LaBelle presented a map his committee put together with assistance from Hannaford's, showing the distribution of calls in the fire district.

The heaviest concentration of calls fell in the downtown portions of each town and then to the east of Interstate 93 through to Winnisquam.

Traffic along the Route 3 corridor, seeing as many as 24,000 cars a day, poses a unique challenge to the department as they race to meet emergency needs along the busy roadway.

A second map LaBelle displayed showed drive times from the Park Street Station in Northfield to all reaches of the district and drive times from a hypothetical station located at the intersection of Routes 3 and 140.

Some confusion arose as the Facilities Review Committee tried to understand the purpose of using drive times versus actual response times. LaBelle clarified the point by saying there were no response times for the hypothetical station, therefore they needed to use average drive times to show the accessibility of a station in the actual location along with one in a proposed location.
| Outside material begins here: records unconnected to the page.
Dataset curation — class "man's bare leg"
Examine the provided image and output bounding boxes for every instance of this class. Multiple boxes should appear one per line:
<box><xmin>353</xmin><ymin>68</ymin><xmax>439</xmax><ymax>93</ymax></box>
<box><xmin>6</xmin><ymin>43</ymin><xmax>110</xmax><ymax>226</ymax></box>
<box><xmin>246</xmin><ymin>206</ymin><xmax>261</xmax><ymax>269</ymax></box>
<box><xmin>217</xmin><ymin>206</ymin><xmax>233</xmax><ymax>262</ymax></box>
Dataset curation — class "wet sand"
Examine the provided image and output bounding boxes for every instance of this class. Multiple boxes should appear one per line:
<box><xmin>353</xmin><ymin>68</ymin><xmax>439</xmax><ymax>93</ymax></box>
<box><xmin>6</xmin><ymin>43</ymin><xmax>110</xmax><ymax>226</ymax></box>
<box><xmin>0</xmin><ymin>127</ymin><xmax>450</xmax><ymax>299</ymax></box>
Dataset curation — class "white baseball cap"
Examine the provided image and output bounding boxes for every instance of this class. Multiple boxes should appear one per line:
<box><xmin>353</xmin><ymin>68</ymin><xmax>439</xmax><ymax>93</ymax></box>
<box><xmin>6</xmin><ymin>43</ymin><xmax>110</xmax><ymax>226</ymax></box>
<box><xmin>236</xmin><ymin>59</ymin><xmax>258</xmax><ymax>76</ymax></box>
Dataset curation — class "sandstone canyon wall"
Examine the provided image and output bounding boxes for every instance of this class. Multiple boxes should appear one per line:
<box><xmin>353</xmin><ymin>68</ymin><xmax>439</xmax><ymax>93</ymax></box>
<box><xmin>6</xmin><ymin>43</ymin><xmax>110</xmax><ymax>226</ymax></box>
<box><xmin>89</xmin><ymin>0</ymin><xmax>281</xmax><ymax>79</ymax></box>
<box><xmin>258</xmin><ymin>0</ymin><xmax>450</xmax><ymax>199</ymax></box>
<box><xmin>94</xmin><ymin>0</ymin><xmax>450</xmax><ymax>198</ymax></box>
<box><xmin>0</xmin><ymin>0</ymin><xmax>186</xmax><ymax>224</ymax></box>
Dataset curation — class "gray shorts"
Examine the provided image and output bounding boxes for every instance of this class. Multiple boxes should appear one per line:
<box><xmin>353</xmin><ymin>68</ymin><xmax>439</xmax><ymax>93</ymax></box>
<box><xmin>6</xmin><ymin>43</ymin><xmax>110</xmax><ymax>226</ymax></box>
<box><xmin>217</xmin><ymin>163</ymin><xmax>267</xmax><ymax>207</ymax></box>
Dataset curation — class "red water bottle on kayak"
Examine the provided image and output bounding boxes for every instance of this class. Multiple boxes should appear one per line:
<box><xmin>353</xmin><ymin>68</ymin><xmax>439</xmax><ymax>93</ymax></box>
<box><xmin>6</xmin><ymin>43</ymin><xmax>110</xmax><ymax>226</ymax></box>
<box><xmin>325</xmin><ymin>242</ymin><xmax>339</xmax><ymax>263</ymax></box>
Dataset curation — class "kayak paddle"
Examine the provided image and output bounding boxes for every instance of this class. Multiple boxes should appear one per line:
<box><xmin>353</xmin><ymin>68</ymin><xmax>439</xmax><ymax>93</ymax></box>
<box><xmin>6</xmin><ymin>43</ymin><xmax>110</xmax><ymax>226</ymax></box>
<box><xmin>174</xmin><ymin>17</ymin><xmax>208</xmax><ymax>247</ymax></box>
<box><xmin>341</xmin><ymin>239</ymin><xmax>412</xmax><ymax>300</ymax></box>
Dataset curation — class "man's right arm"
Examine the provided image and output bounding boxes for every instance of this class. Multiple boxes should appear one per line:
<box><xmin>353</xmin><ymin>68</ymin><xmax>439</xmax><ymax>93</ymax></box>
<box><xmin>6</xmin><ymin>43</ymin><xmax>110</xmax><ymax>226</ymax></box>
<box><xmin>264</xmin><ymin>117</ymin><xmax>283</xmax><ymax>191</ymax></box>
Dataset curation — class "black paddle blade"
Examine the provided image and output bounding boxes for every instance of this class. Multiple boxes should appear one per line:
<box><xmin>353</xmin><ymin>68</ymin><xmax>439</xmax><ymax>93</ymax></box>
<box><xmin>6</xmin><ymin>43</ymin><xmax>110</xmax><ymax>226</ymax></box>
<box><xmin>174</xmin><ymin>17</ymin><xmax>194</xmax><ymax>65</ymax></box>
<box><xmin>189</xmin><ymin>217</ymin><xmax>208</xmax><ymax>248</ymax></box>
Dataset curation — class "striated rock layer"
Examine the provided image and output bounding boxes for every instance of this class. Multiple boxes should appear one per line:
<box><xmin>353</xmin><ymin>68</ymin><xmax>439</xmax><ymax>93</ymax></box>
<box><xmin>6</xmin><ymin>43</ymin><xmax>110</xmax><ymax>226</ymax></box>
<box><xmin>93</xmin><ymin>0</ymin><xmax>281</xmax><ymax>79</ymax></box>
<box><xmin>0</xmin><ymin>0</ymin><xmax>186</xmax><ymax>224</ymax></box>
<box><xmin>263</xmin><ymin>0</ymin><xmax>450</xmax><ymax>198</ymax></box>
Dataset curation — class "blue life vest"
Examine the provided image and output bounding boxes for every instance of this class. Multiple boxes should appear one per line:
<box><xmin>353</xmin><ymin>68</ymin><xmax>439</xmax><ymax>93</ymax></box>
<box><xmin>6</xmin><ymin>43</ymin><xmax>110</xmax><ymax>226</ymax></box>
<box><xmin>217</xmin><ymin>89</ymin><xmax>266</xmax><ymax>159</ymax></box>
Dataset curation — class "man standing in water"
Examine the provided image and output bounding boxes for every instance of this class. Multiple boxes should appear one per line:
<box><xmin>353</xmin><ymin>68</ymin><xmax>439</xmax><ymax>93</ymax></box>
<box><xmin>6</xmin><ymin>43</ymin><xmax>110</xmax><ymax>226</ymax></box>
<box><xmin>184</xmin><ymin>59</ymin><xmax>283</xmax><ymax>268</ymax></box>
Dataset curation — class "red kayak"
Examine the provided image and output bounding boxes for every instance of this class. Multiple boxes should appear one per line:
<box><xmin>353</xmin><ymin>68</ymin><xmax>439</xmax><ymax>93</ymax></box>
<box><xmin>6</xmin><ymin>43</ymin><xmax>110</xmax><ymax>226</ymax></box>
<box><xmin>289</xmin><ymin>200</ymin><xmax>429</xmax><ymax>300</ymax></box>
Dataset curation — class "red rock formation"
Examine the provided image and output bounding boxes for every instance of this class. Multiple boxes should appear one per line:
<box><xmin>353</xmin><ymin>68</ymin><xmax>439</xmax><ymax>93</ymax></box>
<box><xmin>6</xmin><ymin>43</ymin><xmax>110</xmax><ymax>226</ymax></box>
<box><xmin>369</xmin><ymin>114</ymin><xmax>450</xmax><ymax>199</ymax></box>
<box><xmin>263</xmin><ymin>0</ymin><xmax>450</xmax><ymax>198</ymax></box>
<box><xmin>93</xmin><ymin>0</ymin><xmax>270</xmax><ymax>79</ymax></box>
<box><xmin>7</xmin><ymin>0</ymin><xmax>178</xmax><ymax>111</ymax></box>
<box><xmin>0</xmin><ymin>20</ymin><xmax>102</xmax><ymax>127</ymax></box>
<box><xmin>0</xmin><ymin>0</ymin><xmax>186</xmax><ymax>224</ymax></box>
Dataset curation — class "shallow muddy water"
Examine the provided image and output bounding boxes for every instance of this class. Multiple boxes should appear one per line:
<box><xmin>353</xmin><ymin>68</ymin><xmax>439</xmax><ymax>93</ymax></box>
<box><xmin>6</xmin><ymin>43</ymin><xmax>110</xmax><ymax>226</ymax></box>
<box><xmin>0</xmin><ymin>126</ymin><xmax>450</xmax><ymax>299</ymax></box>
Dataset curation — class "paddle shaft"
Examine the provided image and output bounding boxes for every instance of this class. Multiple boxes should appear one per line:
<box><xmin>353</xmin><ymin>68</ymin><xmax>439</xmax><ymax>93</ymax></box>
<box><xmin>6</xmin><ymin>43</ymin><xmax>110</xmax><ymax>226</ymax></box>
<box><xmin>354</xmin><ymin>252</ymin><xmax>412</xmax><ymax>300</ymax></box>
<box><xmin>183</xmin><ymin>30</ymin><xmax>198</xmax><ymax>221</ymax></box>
"It's all about finding the optimal location for a fire department," he said.

"Our research and the MRI (Municipal Resources, Inc.) all tell us we should build east of I-93."

Chairman of both the Facilities Review Committee and the Fire Commission, Kevin Waldron, asked the LSBC why they were looking to involve the fire department in their future plans.

"Why not put a police department in the building you have and be done with it?" he asked.

Tilton resident Pat Clark spoke up to say that the whole fire district would benefit from a life safety building. A lot of real estate in the area past Exit 20 was available, he said, that would be worth pointing out to people in the district. Locating on that side of the interstate would increase response times to a section of the fire district that sees many calls throughout the year.

While Waldron and some committee members felt Tilton would benefit more from an East Tilton fire station, the LSBC pointed out accessibility from there to other areas of Northfield as well. Northfield, from 1970-1980 alone, saw a 40 percent growth in residential housing, much of it best served from the other side of the highway.

LSBC member Pat Consentino asked that the Facilities Review Committee keep in mind the "deplorable" conditions at the fire department's Central Street station. Fire Chief Steve Carrier told them that should a new station be considered, he would like to see it built with some things in mind for future expansion.

"It should be larger than two bays," Carrier said. "There should be the possibility for an aerial truck to be kept there. It makes sense. You'd want equipment like that in your commercial district."

Police Captain Owen Wellington, representative to the LSBC from the Tilton Police Department, assured the FRC that his committee was not trying to plan a fire station for the district. The committee would just like to know, he said, if they would like to have the LSBC consider room for both departments in the future.

FRC representative from the Northfield Board of Selectman, Steve Bluhm, pointed out that his committee was behind the LSBC in their evaluations and had not reached any conclusions as yet.

"You've had 12 meetings," said Bluhm. "This is only our third."

Overall the committee felt they would not complete the checklist of considerations within the fire district for perhaps another four to six weeks. There was no way to make a determination on joining the Tilton police with a Life Safety complex at this time.

Wellington told the FRC that the purpose of the joint meeting was to share information already garnered by his committee and asked that they continue to work together and share knowledge gained. Both committees agreed to communicate and share data as they seek to move forward in decision making for the district.

Wellington closed with an invitation to the members of the Facilities Review Committee by saying, "Come and sit in with us any time. The closer we work together the better."